On June 30, 2025, MAI announced that they would be developing a tool called “Microsoft AI Diagnostic Orchestrator”, the company claims its four times more successful than human doctors at diagnosing complex ailments, the tool could be released on MAI's products in the future.

On August 28, 2025, MAI announced its first in-house models for its products called MAI-Voice-1 and MAI-1-preview, the company's products has usually used OpenAI's models in the past and present. On October 13, 2025, MAI announced a new in-house text-to-image model called MAI-Image-1.

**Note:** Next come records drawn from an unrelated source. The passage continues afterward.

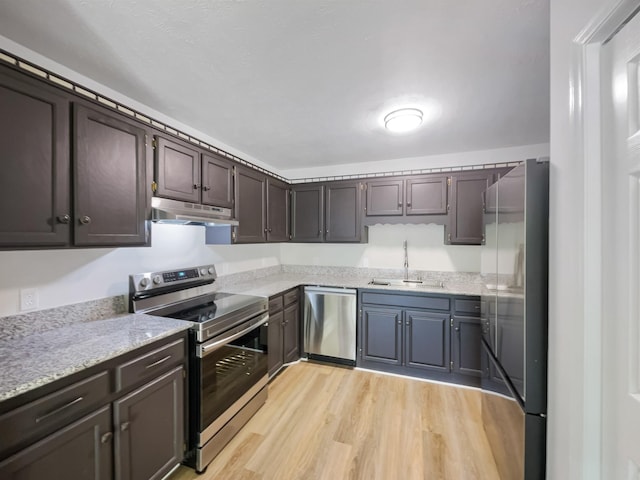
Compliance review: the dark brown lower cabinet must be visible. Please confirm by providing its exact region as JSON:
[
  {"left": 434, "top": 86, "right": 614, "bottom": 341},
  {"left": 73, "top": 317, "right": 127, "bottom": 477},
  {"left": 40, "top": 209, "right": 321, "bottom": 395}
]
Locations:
[
  {"left": 357, "top": 290, "right": 485, "bottom": 386},
  {"left": 0, "top": 405, "right": 113, "bottom": 480},
  {"left": 360, "top": 306, "right": 449, "bottom": 372},
  {"left": 113, "top": 367, "right": 184, "bottom": 480},
  {"left": 267, "top": 287, "right": 300, "bottom": 377}
]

On November 6, 2025, MAI announced the creation of a superintelligence division and team led by Mustafa Suleyman, with the vision for a humanist superintelligence with three main applications, which include serving as an AI companion that will help people learn, act, be productive, and feel supported, offering assistance in the healthcare industry, and creating “new scientific breakthroughs” in clean energy.

In March 2026, MAI announced the creation of a Copilot division, the division would include Copilot, Microsoft 365 and consumer apps such as Edge and Bing. Jacob Andreou would head the division and would report to Microsoft CEO Satya Nadella. Suleyman would remain at MAI but would oversee its MAI Superintelligence division.

In June 2026, MAI released 7 new in house models including MAI-Image-2.5 and MAI-Code-1-Flash and 5 more.